Putting the team first


Back in November, I co-facilitated a team building course called Putting the Team First. I haven’t blogged about it until now, well, because NaNoWriMo, and Christmas shopping, and other stuffs.

So here’s my first learning and development related post in, like, forever . . .

Let’s get one thing straight

I attended the training for trainers (T4T) version of the course back in December of 2013 and one of the first things we needed to get straight was the name of the course. People were calling it Putting Teams First. The designer (who was also one of the trainers) was very specific on this point.

It’s Putting the Team First, thank you very much.

Why so picky? Because that’s the focus of the course, to improve performance, one team at a time. We put the team first and each class focuses on one team, the entire team, if possible.

The hand off

The T4T was being delivered to train regional advisors and consultants in the material and methodology because our internal college, which is national, was handing off delivery of the course to the regions.

While I had scheduled multiple sessions of the course for each sector in Ontario throughout the year (in my former capacity as training coordinator) this was the first occasion I’d had to deliver the course in the year since I’d received the training.

So, I jumped at the chance.

Theme and methodology

The theme was a nautical one and the one-day course was divided, as usual, into modules. The introduction was Boarding, followed by Packing for the Journey, The Crew, and Under Full Sail.

Boarding dealt with the usual icebreaker activity, establishing trust, and navigation (the agenda) for the course.

Packing involved identifying issues that the team faced and prioritizing them according to what could be addressed by the team (cargo), what was negotiable (dock), and what was out of the team’s control (warehouse).

We also did a fun exercise on prioritizing salvage in the event of a shipwreck. The team had to work together to come to a consensus regarding what the most important items would be. The answers were prioritized by the Coastguard including rationales for each.

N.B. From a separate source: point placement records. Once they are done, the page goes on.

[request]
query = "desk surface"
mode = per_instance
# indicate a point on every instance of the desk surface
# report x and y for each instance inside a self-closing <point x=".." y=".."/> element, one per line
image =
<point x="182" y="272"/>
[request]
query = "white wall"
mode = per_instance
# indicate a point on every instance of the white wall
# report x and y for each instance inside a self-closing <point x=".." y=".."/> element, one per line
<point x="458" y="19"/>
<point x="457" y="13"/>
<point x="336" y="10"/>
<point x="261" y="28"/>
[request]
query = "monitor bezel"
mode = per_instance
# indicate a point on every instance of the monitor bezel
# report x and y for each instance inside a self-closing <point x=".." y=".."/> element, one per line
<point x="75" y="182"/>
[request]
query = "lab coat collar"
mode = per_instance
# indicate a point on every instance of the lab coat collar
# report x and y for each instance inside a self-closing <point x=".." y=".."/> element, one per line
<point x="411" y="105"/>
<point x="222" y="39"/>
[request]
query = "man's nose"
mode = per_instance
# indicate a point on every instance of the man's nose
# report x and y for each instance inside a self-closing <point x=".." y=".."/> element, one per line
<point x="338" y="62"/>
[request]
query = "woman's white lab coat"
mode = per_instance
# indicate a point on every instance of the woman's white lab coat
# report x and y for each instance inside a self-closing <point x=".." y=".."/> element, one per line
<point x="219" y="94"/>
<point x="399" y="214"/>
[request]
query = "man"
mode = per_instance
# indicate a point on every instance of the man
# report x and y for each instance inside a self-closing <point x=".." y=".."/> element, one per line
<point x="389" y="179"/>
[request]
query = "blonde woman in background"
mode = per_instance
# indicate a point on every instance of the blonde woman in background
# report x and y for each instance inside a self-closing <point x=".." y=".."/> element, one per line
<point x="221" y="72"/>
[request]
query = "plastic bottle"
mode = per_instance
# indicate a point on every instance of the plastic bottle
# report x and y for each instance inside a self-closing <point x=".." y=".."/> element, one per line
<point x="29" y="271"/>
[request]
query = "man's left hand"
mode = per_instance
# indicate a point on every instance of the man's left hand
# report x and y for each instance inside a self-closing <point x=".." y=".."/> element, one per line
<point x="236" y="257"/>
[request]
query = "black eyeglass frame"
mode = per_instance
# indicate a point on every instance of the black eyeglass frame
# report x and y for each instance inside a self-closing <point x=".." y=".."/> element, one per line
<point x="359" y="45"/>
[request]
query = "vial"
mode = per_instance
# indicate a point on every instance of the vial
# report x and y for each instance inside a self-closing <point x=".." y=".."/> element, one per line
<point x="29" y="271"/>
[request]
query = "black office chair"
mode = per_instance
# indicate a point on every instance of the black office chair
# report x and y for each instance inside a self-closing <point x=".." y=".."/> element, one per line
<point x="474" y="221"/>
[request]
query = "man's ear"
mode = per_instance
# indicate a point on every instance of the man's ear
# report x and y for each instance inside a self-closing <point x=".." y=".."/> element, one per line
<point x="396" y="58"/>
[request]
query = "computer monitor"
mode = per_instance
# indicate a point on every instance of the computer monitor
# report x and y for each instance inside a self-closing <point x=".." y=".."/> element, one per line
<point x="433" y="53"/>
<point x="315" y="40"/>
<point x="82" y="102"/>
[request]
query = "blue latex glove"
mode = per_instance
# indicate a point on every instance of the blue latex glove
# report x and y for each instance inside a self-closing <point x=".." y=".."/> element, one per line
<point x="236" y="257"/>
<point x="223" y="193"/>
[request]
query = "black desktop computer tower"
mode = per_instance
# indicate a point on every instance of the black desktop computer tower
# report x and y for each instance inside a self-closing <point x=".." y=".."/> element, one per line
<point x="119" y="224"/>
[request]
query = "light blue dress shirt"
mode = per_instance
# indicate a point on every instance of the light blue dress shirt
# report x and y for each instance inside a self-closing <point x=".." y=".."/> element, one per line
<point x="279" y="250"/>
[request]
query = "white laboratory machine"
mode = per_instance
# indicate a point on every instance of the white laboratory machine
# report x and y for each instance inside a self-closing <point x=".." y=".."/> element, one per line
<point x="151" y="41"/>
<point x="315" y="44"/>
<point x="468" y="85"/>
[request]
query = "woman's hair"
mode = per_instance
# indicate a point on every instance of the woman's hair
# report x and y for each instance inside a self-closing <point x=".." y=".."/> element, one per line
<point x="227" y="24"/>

The crew moved on to Tuckman’s Model. I’d encountered it before, but it was never given its proper name. For those who don’t know, Tuckman’s is the model of group dynamics that includes four stages: forming, storming, norming, and performing. Some thought was given to where the team thought they were on that continuum, but we didn’t belabour it.

We also delved into team player “types” with an emphasis on the fact that everyone is a mixture of all four identified types, but that one manner of “expression” may be predominant. The four types were contributor, collaborator, communicator, and controller. Participants identified themselves and gave some thought to how tasks might best be allocated based on the strengths of each type.

Finally, in Under Full Sail, we returned to the issues identified by the participants back in the Packing module and the team had to once again work together to create an action plan to address their most challenging issues.

The idea is that the team will have the tools that they need to take action on their plan after leaving the course. We don’t check up on them, however. It’s entirely up to the team to take the information and run with it.

So that’s what a day of team building is like where I work.

What kinds of team building training have you facilitated? Participated in? What did you think?